In this final segment of our You Asked, We Answered blog series, we explore who should be used as a professional reference throughout your job search. Reference checks are a critical part of the hiring process and can make or break a prospective employer’s decision to extend an offer. Choosing who to use as a professional reference is a decision to take seriously and thoughtfully. Here is some great advice from our team!

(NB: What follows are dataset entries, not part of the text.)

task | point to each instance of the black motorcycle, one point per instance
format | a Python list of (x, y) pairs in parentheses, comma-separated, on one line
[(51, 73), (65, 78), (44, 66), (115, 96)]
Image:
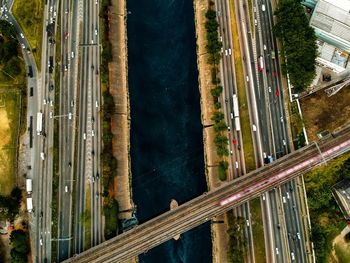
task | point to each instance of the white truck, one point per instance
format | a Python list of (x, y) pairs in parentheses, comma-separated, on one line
[(29, 186), (30, 204), (39, 123)]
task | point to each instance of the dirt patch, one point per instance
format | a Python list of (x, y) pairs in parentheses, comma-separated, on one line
[(5, 133), (322, 113), (120, 120), (219, 235), (340, 251)]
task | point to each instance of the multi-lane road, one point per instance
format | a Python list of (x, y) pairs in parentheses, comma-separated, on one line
[(217, 201)]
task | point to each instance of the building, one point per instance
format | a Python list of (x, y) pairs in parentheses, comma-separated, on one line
[(331, 21)]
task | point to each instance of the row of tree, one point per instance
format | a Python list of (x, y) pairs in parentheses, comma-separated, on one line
[(109, 163), (299, 43), (9, 61), (327, 220), (214, 48)]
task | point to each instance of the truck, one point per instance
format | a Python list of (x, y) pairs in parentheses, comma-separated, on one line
[(29, 186), (273, 55), (235, 105), (39, 123), (29, 204), (237, 124), (260, 63)]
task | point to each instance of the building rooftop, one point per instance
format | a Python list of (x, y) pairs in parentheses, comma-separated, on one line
[(331, 21)]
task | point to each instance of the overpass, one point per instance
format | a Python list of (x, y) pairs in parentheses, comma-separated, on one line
[(201, 209)]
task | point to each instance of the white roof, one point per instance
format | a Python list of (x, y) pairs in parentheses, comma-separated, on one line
[(333, 17)]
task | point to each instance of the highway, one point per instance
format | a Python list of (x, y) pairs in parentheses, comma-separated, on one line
[(89, 133), (284, 203), (235, 147), (67, 123), (204, 207)]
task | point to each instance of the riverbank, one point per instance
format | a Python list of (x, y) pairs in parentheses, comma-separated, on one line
[(120, 121), (219, 231)]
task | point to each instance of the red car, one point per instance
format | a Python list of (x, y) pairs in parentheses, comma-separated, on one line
[(234, 141)]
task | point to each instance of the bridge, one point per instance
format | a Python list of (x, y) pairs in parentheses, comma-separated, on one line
[(201, 209)]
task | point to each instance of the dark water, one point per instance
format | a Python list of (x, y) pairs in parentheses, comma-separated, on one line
[(166, 133)]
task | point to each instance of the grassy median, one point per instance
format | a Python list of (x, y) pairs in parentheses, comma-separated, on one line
[(29, 14), (242, 96)]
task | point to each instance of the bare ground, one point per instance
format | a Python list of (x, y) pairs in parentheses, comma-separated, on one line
[(219, 236), (121, 119), (322, 113)]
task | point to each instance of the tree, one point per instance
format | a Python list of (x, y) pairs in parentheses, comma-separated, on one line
[(299, 42), (217, 116), (216, 92)]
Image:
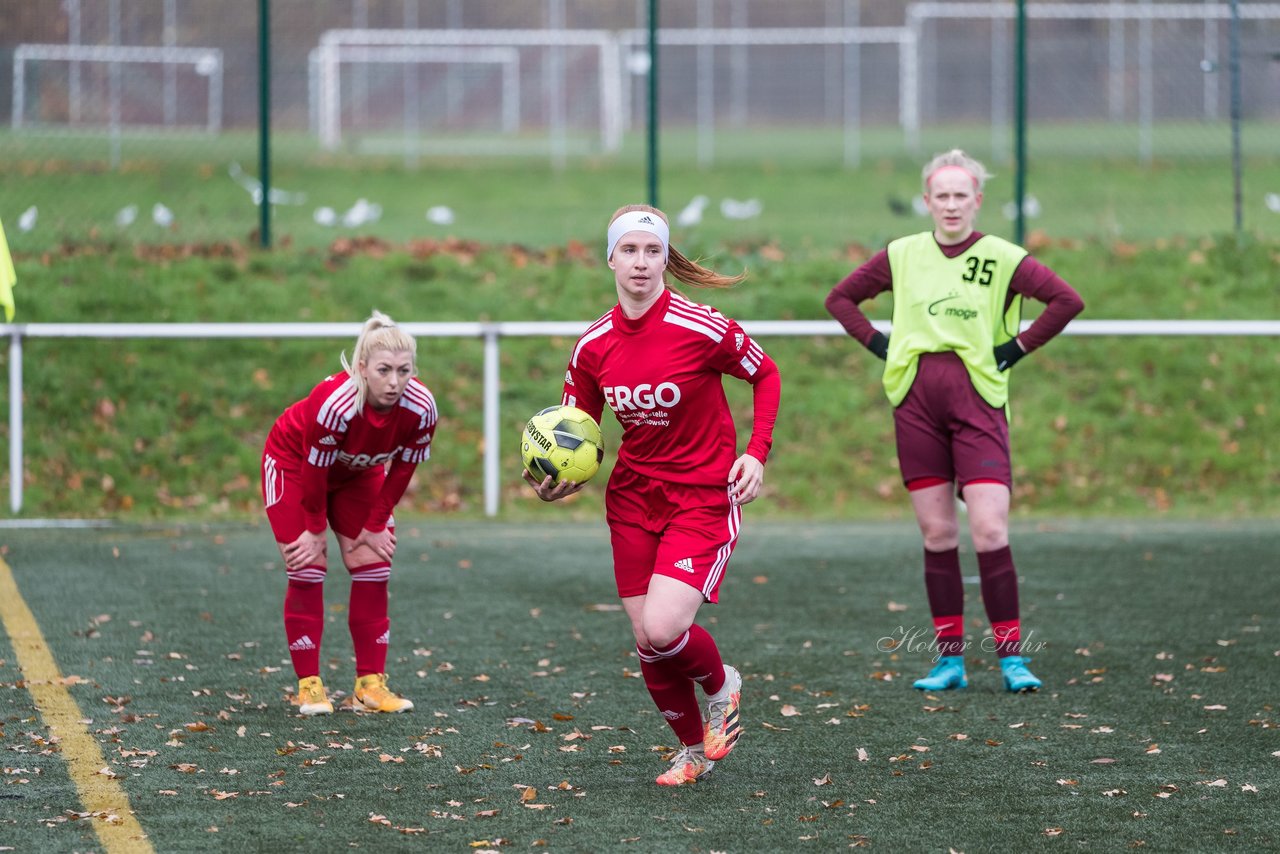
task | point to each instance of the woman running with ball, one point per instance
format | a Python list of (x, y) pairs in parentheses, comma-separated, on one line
[(956, 310), (673, 501)]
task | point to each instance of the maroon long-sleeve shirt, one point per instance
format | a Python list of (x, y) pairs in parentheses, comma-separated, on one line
[(1031, 279)]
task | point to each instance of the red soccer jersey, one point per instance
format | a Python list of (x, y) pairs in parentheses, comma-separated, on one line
[(329, 442), (661, 375)]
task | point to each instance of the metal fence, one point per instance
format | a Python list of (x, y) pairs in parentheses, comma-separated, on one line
[(151, 105), (492, 336)]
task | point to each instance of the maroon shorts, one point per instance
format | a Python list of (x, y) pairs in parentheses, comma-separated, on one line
[(347, 502), (946, 430), (679, 530)]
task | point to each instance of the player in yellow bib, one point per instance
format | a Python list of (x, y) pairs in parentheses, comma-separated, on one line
[(956, 311)]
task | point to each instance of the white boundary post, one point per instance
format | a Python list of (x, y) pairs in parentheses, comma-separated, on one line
[(492, 333)]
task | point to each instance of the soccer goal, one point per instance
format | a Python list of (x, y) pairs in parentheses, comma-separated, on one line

Mackenzie Schiavone, Consultant: “Who you use for a reference can vary depending on your employment status. If you’re currently employed and seeking a new job, it’s not best to use your present company as a reference if there are confidentiality concerns. Instead, consider using previous supervisors who can speak to your skills and work ethic. If you do want to use someone who can speak to your experience and skills in your current role, try contacting someone who has left the company but supervised you in some capacity. If unemployed, your last 2-3 supervisors would be ideal and credible references. As a result, someone senior to you is always a good choice for a reference.”

 

Connor Avery, Consultant: “It is best to have your professional reference be from as recent of a position as possible. For confidentiality reasons, it is always understandable that someone at your current company may not be able to be the reference. If that is the case, try to have your professional reference be from the organization you worked for directly before where you are currently working. Additionally, try to have your professional reference be someone you reported to (whether that be a direct supervisor, manager, director, etc.) instead of being a coworker in the same role you were in. A professional reference that was also a superior can shed better light on the skills and attributes you bring to the table!”

 

Rob Harvie, Director of Staffing: “If you are a recent high school or college graduate, you may struggle to find a professional reference. As a first-time job seeker, your reference will mostly consist of people who can attest to your attitude, work ethic, and character.  These traits are extremely important as they relate to open positions that organizations seek to train. So, who could you use? In these cases, having a Teacher or Professor provide a reference is a great idea as they can highlight certain soft skills that will translate well into a new job. Also, if you lack paid work experience and regularly volunteer to certain organizations, many potential employers will find added value in that. Asking someone you work closely with in a volunteer capacity could go a long way. A third option is a local organizational leader or coach. Potential employers have great respect for the time-management and leadership skills that are learned in these types of extracurricular activities.”

 

Who you choose as a reference will significantly influence your candidacy with a prospective employer. Once you’ve chosen a short list of reference contacts, follow these best practices to keep the process running smoothly:

  • Contact your references at the beginning of your job search to ensure they are willing to speak on your behalf and have time to prepare for a phone call from a prospective employer. Once you hear from the hiring manager that they will check your references, let your contacts know to expect a call.
  • Make sure you have up-to-date and accurate information to give to the hiring manager:
    • Phone number and email address
    • Correct spelling of reference’s name, current title, and employer
    • Where you worked with this person, their title at that time, and the nature of the professional relationship
  • Share details about the job you’re interviewing for, the company, and who will be calling if you know. You can even send your references the job description so they can tailor their comments to the job you’re in consideration for.

 

 

Thank you for following along on our You Asked, We Answered blog series! The job search process is constantly changing, and we understand the frustrations that often come with it. We hope that answering your pressing questions will make the process easier for you.